Scholarships, student allowance and loan from ''Kela'' and own savings guaranteed all the living costs.
Getting to know other students were easy just during the lessons and of course at parties. For me it was easy since my roommates ended up being my closest friends there. So I suggest to share an apartment with other people rather that getting your own. Just being active and social everything is going well.
The weather during winter in Lecco and Milan area is very nice, meaning the average temperature is between 5 and 15 degrees. Sometimes it was snowing or raining, but usually sunny. In Lecco there are very good outdoor sport opportunities; running by lake, hiking in the mountains and skiing (just 15km from the Lecco station by bus). I suggest this place if you are an active person!

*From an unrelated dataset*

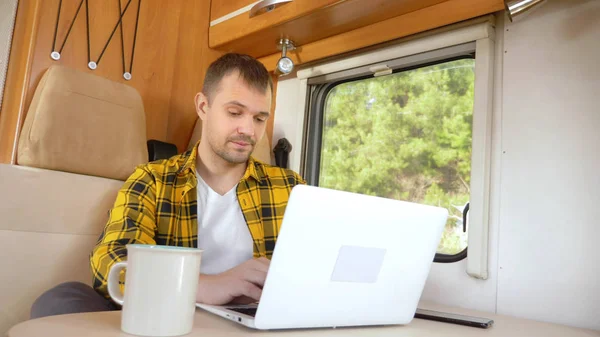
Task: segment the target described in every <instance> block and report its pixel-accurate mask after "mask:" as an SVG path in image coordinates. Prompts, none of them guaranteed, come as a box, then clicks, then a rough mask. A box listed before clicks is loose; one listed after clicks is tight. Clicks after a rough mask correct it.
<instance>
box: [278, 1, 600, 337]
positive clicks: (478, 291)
mask: <svg viewBox="0 0 600 337" xmlns="http://www.w3.org/2000/svg"><path fill="white" fill-rule="evenodd" d="M599 17H600V1H598V0H571V1H567V0H555V1H548V2H547V3H546V4H545V5H543V6H542V7H541V8H539V9H537V10H536V11H534V12H532V13H531V14H529V15H528V16H527V17H525V18H524V19H522V20H519V21H516V22H512V23H511V22H509V21H508V20H507V19H505V15H504V13H498V15H497V20H496V34H495V40H496V58H495V59H496V60H495V62H496V64H495V77H494V83H495V84H494V86H495V87H494V111H493V132H492V144H493V145H492V147H493V150H492V152H493V153H492V165H491V167H492V177H491V181H492V186H491V187H492V188H491V192H490V227H489V231H490V232H489V233H490V238H489V240H490V242H489V277H488V279H487V280H479V279H474V278H472V277H470V276H468V275H467V274H466V263H465V261H464V260H463V261H461V262H457V263H450V264H439V263H436V264H434V266H433V267H432V270H431V273H430V276H429V279H428V281H427V285H426V287H425V290H424V293H423V299H426V300H431V301H435V302H440V303H444V304H449V305H453V306H459V307H465V308H471V309H477V310H483V311H487V312H496V313H499V314H506V315H511V316H517V317H524V318H529V319H534V320H541V321H548V322H555V323H559V324H566V325H571V326H576V327H583V328H591V329H596V330H600V316H599V315H600V314H599V313H600V286H598V285H599V284H600V251H599V250H598V249H597V247H596V244H597V242H598V240H599V239H598V238H600V226H598V224H597V221H598V219H600V210H599V208H598V207H597V200H600V189H599V188H598V186H600V176H599V175H598V174H597V170H598V167H600V156H599V155H598V151H597V148H598V145H600V133H598V132H597V130H598V128H600V111H599V110H598V93H599V92H600V91H599V90H600V67H598V59H600V43H599V41H600V21H598V20H597V19H598V18H599ZM305 87H306V80H302V81H301V80H298V79H297V78H295V77H289V78H287V79H286V78H282V79H280V81H279V84H278V93H277V110H276V114H275V126H274V131H273V140H274V142H275V141H277V140H278V139H279V138H282V137H285V138H287V139H288V140H289V141H290V142H292V143H293V150H292V153H291V154H290V167H291V168H293V169H295V170H299V167H300V159H301V156H300V152H301V148H300V147H301V145H302V144H301V141H302V131H301V125H299V124H300V123H302V120H303V118H302V117H301V116H299V115H298V111H297V107H298V106H299V105H302V103H303V102H302V101H303V100H304V98H305Z"/></svg>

There are obviously cultural differences between Italy and Finland. In Italy people are very open and usually very joyful. Food and wine are a big part of social life in Italy and in the evenings people gather around to eat dinner together. At the campus there was only one cantina and it was closed the whole first semester, so usually students brought their own lunch to school, went home to have a lunch or bought lunch from the nearest bar/café. In Italy there are everywhere these bar cafes, since the coffee culture is very important for them. If you order a coffee ''un café'' it is always espresso.
Traveling to Lecco I took a straight flight from Helsinki to Milan Malpensa airport and a train from Malpensa to Lecco. Railways are very good in Italy and you can go almost everywhere by train.
I would recommend Northern Italy for everyone. Politecnico Di Milano is a very good university in general and they have a variety of programmes and courses. Lecco is a very cute small town and Milan is easily accessible by train, for example for night life, culture and aperitivo. Trains are operating about hourly and takes 40 minutes and the ticket costs 4.8 euros. In Lecco there is not such a good public transportation, but it is easy to walk almost everywhere there. Italy in general is a beautiful place and people are so friendly and open. Usually they do things slowly and ''cosi cosi'' (so and so), and everything ''tomorrow'' or ''next week'' and say ''don't worry''. Getting documents and managing other mandatory stuff can sometimes take a really long time so do not loose your nerves immediately.
During the exchange I learned a lot of things from other cultures, not only Italian but also from other international students all over the world. I would recommend attending to all kind of events and travel across the whole country during the stay. Exchange widened my sight of the world and life. A very good experience recommended for everyone.